By Piper Bayard and Jay Holmes
In spite of last night’s Oscar snub of Skyfall, it is arguable that no Hollywood character has been more enduring or more popular over the decades than Bond. James Bond. Novelist Ian Fleming’s never shaken, never stirred superstar agent of Britain’s MI-6.
Watching the Bond movies would likely leave viewers thinking that Fleming was a novelist with a good imagination and little or no knowledge of the often grueling, sometimes tedious, and almost always dangerous work done by real life intelligence operatives. The lavish spending on equipment and accommodations and the hours spent tossing money around in posh casinos filled with apparently lonely, glamorous women would make average MI-6 employees chuckle to themselves. But Ian knew more about MI6 then he ever explained to the public.

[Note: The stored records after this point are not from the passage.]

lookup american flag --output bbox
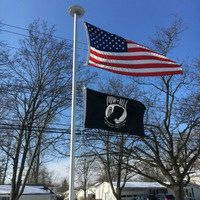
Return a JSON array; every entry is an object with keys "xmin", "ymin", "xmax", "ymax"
[{"xmin": 85, "ymin": 22, "xmax": 183, "ymax": 76}]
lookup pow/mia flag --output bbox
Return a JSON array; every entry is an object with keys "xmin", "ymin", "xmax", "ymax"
[{"xmin": 85, "ymin": 88, "xmax": 145, "ymax": 136}]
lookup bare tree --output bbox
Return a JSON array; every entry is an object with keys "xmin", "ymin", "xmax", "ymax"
[
  {"xmin": 1, "ymin": 21, "xmax": 94, "ymax": 200},
  {"xmin": 124, "ymin": 16, "xmax": 200, "ymax": 200}
]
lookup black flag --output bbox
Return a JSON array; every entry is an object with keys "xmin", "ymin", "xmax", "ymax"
[{"xmin": 85, "ymin": 88, "xmax": 145, "ymax": 136}]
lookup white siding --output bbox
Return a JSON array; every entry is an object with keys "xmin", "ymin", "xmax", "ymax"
[{"xmin": 96, "ymin": 182, "xmax": 115, "ymax": 200}]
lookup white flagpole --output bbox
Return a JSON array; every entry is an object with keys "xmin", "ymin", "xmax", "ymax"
[{"xmin": 68, "ymin": 6, "xmax": 84, "ymax": 200}]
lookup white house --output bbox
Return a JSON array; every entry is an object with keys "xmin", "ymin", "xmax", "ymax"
[
  {"xmin": 76, "ymin": 189, "xmax": 95, "ymax": 200},
  {"xmin": 0, "ymin": 185, "xmax": 56, "ymax": 200},
  {"xmin": 86, "ymin": 182, "xmax": 200, "ymax": 200},
  {"xmin": 95, "ymin": 182, "xmax": 167, "ymax": 200}
]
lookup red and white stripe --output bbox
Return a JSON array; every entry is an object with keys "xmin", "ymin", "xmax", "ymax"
[{"xmin": 87, "ymin": 40, "xmax": 183, "ymax": 76}]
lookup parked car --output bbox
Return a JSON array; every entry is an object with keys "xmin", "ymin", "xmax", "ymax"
[
  {"xmin": 156, "ymin": 194, "xmax": 175, "ymax": 200},
  {"xmin": 133, "ymin": 194, "xmax": 157, "ymax": 200}
]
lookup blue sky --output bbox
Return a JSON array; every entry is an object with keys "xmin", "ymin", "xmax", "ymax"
[
  {"xmin": 0, "ymin": 0, "xmax": 200, "ymax": 181},
  {"xmin": 0, "ymin": 0, "xmax": 200, "ymax": 59}
]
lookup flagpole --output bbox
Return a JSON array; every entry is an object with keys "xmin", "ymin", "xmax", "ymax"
[{"xmin": 68, "ymin": 6, "xmax": 84, "ymax": 200}]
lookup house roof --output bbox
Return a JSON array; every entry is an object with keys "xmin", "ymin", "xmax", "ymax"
[
  {"xmin": 113, "ymin": 182, "xmax": 165, "ymax": 188},
  {"xmin": 0, "ymin": 185, "xmax": 53, "ymax": 195}
]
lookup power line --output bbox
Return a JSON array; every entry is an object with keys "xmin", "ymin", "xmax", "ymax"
[{"xmin": 0, "ymin": 22, "xmax": 88, "ymax": 45}]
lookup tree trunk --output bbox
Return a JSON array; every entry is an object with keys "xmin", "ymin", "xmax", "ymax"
[{"xmin": 171, "ymin": 183, "xmax": 185, "ymax": 200}]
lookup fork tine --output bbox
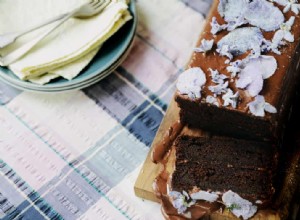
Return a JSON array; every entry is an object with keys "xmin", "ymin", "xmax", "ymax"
[{"xmin": 94, "ymin": 0, "xmax": 110, "ymax": 11}]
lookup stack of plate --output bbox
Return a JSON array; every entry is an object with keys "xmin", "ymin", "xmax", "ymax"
[{"xmin": 0, "ymin": 1, "xmax": 137, "ymax": 92}]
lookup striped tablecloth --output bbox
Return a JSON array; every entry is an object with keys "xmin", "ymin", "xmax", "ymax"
[{"xmin": 0, "ymin": 0, "xmax": 211, "ymax": 220}]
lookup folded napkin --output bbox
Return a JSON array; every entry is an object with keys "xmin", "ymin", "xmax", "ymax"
[{"xmin": 0, "ymin": 0, "xmax": 131, "ymax": 84}]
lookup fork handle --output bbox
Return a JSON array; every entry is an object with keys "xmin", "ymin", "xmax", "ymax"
[
  {"xmin": 1, "ymin": 7, "xmax": 81, "ymax": 66},
  {"xmin": 0, "ymin": 14, "xmax": 67, "ymax": 48}
]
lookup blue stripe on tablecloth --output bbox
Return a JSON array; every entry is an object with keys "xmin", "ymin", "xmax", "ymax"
[
  {"xmin": 4, "ymin": 106, "xmax": 130, "ymax": 219},
  {"xmin": 83, "ymin": 74, "xmax": 144, "ymax": 122},
  {"xmin": 0, "ymin": 160, "xmax": 61, "ymax": 219},
  {"xmin": 76, "ymin": 126, "xmax": 148, "ymax": 189},
  {"xmin": 116, "ymin": 66, "xmax": 168, "ymax": 111},
  {"xmin": 122, "ymin": 101, "xmax": 164, "ymax": 147},
  {"xmin": 136, "ymin": 33, "xmax": 179, "ymax": 69}
]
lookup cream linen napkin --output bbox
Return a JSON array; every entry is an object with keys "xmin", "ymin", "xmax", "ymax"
[{"xmin": 0, "ymin": 0, "xmax": 131, "ymax": 84}]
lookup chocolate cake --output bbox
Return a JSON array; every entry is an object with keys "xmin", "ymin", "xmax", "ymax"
[
  {"xmin": 175, "ymin": 0, "xmax": 300, "ymax": 140},
  {"xmin": 154, "ymin": 135, "xmax": 278, "ymax": 219},
  {"xmin": 170, "ymin": 136, "xmax": 277, "ymax": 206}
]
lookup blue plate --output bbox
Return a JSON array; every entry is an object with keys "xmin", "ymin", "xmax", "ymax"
[{"xmin": 0, "ymin": 0, "xmax": 137, "ymax": 91}]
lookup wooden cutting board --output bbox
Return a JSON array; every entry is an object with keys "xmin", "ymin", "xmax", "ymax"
[{"xmin": 134, "ymin": 99, "xmax": 300, "ymax": 220}]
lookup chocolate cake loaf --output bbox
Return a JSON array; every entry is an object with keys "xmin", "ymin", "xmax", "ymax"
[
  {"xmin": 170, "ymin": 136, "xmax": 277, "ymax": 205},
  {"xmin": 157, "ymin": 135, "xmax": 278, "ymax": 219},
  {"xmin": 175, "ymin": 0, "xmax": 300, "ymax": 140}
]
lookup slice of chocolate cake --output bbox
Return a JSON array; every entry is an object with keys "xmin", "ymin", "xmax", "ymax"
[
  {"xmin": 157, "ymin": 135, "xmax": 277, "ymax": 219},
  {"xmin": 175, "ymin": 0, "xmax": 300, "ymax": 140}
]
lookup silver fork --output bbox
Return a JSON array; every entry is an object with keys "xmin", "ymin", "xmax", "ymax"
[{"xmin": 0, "ymin": 0, "xmax": 111, "ymax": 66}]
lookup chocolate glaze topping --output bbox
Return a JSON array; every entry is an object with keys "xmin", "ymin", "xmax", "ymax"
[{"xmin": 188, "ymin": 1, "xmax": 300, "ymax": 117}]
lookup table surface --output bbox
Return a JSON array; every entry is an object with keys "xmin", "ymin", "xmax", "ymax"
[{"xmin": 0, "ymin": 0, "xmax": 211, "ymax": 220}]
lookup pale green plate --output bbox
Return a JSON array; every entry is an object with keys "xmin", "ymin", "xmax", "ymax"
[{"xmin": 0, "ymin": 0, "xmax": 137, "ymax": 92}]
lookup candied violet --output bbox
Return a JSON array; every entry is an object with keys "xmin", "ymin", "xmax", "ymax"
[
  {"xmin": 274, "ymin": 0, "xmax": 300, "ymax": 14},
  {"xmin": 217, "ymin": 27, "xmax": 264, "ymax": 58},
  {"xmin": 205, "ymin": 95, "xmax": 219, "ymax": 107},
  {"xmin": 191, "ymin": 190, "xmax": 219, "ymax": 202},
  {"xmin": 208, "ymin": 68, "xmax": 227, "ymax": 84},
  {"xmin": 218, "ymin": 0, "xmax": 248, "ymax": 22},
  {"xmin": 222, "ymin": 190, "xmax": 257, "ymax": 219},
  {"xmin": 245, "ymin": 0, "xmax": 284, "ymax": 31},
  {"xmin": 176, "ymin": 67, "xmax": 206, "ymax": 99},
  {"xmin": 168, "ymin": 191, "xmax": 195, "ymax": 214},
  {"xmin": 236, "ymin": 56, "xmax": 277, "ymax": 97},
  {"xmin": 208, "ymin": 82, "xmax": 228, "ymax": 96},
  {"xmin": 248, "ymin": 95, "xmax": 277, "ymax": 117},
  {"xmin": 210, "ymin": 17, "xmax": 227, "ymax": 35},
  {"xmin": 194, "ymin": 39, "xmax": 214, "ymax": 53},
  {"xmin": 222, "ymin": 89, "xmax": 239, "ymax": 108}
]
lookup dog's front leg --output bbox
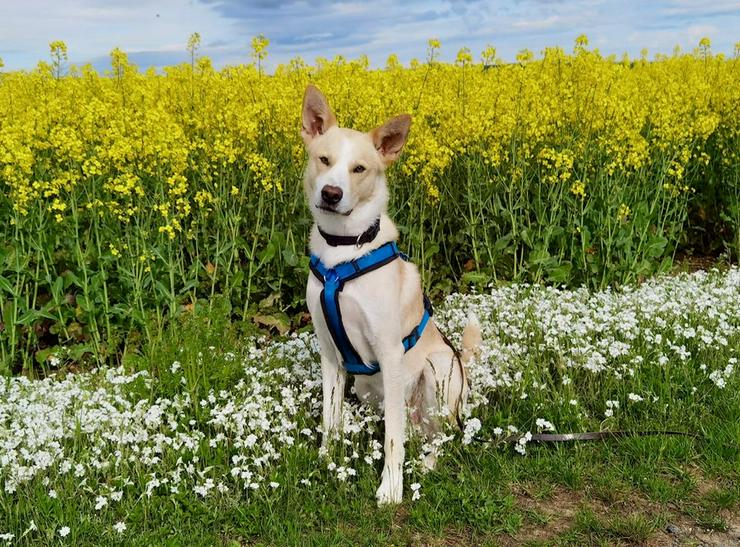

Fleming came from a wealthy Scottish-English family that some sources say traces back to an Elizabethan intelligence operative, John Bond, whose motto was Non Sufficit Orbis, or, “The world is not enough”. Fleming grew up in posh private schools. After graduating from Eton College with some of the highest honors ever achieved by an Etonian, he entered Sandhurst Military Academy. Fleming found Sandhurst boring and tedious and left early, though on good terms with the staff.
He then traveled to the continent to study and perfect his abilities in French and German in preparation for applying to work in the British Foreign Office. The brilliant Fleming mysteriously failed the Foreign Office exam and did not opt to retest. He quickly found a position as a journalist with the Reuters news service and spent part of 1933 in Moscow.
In retrospect, his failure on the Foreign Office exam may have been arraigned by MI6 recruiters to keep him “clean” of association with the British Foreign Office in order to enable “deep cover” peace time work for the British intelligence community. On the eve of WWII, Ian accepted a reserve commission as a subaltern in Britain’s renowned Black Watch regiment. In 1939, Rear Admiral John Godfrey recruited Fleming to work in Naval intelligence.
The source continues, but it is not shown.